W0289

Structure of a Dinoflagellate Luciferase. L. Wayne Schultz1, Margaret Cegielski1, Liyun Liu2 and J. Woodland Hastings2, 1Dept. of Structural Biology, Hauptman-Woodward Medical Research Institute, Buffalo, NY 14203, 2Dept. of Molecular and Cellular Biology, Harvard Univ., Cambridge, MA 02138.

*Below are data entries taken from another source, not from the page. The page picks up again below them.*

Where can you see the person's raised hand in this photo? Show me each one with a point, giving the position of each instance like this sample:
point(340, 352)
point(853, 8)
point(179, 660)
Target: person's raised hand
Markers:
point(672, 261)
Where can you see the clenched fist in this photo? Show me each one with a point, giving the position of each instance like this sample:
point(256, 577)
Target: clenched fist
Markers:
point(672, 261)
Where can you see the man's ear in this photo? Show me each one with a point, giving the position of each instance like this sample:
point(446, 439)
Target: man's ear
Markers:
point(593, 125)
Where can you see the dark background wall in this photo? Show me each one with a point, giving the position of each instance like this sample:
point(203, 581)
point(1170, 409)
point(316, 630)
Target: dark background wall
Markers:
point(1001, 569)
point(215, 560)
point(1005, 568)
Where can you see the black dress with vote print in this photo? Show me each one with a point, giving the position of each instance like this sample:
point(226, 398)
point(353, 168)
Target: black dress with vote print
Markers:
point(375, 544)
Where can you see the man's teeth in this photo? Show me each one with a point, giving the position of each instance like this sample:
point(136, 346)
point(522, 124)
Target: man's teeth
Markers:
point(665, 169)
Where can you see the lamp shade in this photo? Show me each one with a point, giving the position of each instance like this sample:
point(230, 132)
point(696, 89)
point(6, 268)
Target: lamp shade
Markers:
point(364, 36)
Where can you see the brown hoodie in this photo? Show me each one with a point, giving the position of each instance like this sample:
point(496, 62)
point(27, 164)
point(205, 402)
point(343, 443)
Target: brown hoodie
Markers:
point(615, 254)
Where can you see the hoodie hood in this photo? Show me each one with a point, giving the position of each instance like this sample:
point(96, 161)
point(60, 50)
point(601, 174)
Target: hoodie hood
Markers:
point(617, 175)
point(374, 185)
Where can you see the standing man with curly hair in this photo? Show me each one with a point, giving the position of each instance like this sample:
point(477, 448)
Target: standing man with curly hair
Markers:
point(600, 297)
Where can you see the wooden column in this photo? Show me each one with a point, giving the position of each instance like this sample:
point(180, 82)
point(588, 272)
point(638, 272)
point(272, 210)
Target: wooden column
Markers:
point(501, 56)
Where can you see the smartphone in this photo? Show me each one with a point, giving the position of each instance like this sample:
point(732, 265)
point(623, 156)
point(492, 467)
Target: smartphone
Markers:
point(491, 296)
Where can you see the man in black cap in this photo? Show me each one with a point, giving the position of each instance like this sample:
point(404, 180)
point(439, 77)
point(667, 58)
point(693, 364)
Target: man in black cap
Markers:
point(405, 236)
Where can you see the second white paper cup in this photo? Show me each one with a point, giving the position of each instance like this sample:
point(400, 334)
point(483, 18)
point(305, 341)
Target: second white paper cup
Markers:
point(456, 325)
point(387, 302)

The structure of a single light-emitting domain from the luciferase of the marine dinoflagellate Gonyaulax Polyedra has been solved and refined to 1.8 Å resolution. Dinoflagellates are unicellular algae responsible for much of the sparkling ocean luminescence. The Gonyaulax luciferase (LCF) is packaged in intracellular vesicles referred to as scintillons with the luciferin substrate and a luciferin binding protein, which protects the substrate from air oxidation. The LCF is a 140 kDa enzyme comprised of three contiguous, repeated luciferase domains, each expressing its own luciferase activity. This LCF has no sequence or structural similarity to that of the bacterial, coelenterate or firefly enzymes. The structure reported here is that of the C-terminal domain D3. The overall structure of the enzyme places it in the family of β-barrels with a characteristic β-clam fold at the core. The structure at pH 8.0 reveals that access to the interior of the barrel, and presumably the active site, is blocked by a helix-loop-helix that rests in contact with a small N-terminal subdomain. The pH/rate profile for the D3 domain and the full-length LCF reveal that the enzyme is most active at pH 6.3 and has little activity at pH 8.0. Preliminary molecular dynamics calculations indicate that histidine residues at the interface of the helix-loop-helix and the N-terminal subdomain become charged and initiate a large molecular motion that exposes the active site.